"Foodie Friday" continues...
Welcome to the upside of the recession: good tables at good restaurants at good times at good prices.
According to this piece by Times restaurant critic Frank Bruni, NYC's fine restaurants are begging for your business (and yes, that is acclaimed chef Jean-Georges Vongerichten wearing a sandwich board printed with "You Won't Believe Our Deals!" How humbling...).
As Bruni notes,
Battered hard already by the recession and petrified of what’s to come, restaurants are talking sweet and reaching out in ways they didn’t six or even three months ago. They’re cutting special deals, adding little perks, relaxing demands and making an extra effort to be accessible.This embrace takes many forms: lower prix fixe prices, a more solicitous staff, cheap wine, prime reservation times. It's like Christmas for foodies (assuming you still have a job that will let you dine out). Well, and except for the part where lots of great restaurants are closing...

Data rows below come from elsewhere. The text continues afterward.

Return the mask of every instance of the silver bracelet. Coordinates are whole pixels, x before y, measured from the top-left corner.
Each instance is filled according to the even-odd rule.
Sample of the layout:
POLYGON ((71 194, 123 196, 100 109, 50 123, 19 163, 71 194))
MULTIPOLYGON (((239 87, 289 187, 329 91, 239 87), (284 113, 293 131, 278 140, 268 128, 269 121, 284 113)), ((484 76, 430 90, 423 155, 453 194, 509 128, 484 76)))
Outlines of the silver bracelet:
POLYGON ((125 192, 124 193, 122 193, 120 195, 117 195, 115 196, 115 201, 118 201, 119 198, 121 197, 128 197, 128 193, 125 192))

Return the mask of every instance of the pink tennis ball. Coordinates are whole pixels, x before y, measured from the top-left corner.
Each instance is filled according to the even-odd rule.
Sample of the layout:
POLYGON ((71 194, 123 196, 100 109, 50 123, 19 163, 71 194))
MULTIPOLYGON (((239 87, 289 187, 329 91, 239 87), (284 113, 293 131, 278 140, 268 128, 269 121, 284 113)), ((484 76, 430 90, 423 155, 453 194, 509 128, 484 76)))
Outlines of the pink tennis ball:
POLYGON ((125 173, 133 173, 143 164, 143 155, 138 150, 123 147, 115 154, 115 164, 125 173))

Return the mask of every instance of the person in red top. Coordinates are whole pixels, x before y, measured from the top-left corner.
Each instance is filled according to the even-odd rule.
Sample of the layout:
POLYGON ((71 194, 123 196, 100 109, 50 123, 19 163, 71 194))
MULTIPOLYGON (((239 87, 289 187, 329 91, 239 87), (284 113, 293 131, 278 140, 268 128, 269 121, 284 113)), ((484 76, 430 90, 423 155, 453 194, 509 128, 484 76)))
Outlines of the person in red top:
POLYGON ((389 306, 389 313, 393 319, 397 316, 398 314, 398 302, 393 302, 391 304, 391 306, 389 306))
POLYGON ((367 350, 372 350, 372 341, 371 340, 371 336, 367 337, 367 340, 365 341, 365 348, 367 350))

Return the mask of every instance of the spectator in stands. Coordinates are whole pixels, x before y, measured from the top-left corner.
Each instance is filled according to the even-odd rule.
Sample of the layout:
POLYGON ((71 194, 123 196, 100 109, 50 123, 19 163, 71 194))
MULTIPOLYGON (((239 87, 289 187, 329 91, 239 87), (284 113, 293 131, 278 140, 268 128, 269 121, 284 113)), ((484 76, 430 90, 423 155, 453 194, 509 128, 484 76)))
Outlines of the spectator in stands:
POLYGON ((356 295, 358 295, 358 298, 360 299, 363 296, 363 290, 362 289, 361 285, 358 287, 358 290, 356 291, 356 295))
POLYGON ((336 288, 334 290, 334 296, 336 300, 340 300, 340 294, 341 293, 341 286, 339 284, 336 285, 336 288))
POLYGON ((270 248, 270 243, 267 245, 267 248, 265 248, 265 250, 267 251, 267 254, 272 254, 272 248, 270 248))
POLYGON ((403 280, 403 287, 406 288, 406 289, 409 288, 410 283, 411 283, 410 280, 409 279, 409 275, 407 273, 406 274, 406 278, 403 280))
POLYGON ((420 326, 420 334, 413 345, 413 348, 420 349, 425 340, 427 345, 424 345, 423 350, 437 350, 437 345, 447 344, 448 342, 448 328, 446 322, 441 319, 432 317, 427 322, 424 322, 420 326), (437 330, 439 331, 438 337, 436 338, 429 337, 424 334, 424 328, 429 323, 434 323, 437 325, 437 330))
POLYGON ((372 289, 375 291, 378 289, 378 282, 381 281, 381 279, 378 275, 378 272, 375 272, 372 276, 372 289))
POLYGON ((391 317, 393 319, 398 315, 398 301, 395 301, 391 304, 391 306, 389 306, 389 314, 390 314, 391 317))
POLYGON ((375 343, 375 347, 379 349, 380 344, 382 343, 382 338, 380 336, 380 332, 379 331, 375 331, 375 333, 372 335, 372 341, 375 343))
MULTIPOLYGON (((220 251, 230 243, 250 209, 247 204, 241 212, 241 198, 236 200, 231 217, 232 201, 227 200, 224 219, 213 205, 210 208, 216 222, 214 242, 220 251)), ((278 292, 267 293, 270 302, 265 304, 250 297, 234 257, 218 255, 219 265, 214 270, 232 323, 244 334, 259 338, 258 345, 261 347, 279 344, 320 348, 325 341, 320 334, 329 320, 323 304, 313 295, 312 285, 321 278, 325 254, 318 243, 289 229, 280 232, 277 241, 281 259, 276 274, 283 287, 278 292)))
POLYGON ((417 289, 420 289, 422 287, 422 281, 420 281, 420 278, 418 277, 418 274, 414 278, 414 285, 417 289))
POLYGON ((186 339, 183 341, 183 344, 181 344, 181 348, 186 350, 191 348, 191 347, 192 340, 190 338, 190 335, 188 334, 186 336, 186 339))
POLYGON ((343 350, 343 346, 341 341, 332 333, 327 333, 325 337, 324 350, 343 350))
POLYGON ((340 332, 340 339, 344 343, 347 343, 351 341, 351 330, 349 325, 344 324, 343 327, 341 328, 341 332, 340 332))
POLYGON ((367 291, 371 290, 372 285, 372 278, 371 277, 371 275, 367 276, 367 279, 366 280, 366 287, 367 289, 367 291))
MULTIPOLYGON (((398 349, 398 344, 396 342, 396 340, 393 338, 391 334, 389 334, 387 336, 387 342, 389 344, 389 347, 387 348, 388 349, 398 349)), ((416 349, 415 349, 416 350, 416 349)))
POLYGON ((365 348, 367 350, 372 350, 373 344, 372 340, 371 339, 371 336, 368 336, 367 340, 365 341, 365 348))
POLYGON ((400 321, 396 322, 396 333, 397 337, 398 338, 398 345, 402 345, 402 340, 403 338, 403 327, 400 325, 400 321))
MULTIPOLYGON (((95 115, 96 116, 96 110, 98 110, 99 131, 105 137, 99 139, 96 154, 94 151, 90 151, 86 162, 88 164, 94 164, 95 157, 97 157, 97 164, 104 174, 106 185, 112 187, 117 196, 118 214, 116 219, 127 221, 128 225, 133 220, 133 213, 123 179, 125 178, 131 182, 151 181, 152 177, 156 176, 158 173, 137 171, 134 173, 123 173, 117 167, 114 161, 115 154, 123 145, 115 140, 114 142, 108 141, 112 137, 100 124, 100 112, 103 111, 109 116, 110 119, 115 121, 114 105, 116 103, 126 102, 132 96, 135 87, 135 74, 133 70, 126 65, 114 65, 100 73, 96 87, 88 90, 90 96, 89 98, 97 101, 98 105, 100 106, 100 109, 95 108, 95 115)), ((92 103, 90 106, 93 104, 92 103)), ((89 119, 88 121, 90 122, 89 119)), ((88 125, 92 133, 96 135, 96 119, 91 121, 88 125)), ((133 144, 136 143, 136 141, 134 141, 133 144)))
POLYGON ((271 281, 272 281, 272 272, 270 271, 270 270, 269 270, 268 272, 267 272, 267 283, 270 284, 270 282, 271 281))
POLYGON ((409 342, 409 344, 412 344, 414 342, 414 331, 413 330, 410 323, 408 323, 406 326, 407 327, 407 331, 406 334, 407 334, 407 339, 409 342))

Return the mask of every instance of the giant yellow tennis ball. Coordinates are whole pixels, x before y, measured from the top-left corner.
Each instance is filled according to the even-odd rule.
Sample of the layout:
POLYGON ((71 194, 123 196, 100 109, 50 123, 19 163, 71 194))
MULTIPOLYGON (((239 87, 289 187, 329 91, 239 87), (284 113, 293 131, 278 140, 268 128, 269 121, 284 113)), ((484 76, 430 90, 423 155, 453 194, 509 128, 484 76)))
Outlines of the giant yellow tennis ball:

They’ve seldom wanted you so bad, so they’ve rarely treated you so good. If you can still afford to dine out, you’re likely finding yourself enfolded in what the restaurateur Stephen Hanson— who recently closed two Manhattan restaurants, including Fiamma — describes as a big, tight embrace.
Fosco and Oz, intrepid boy reporters, plan to do some research on this phenomenon in San Francisco over the next month. We'll let you know what we discover.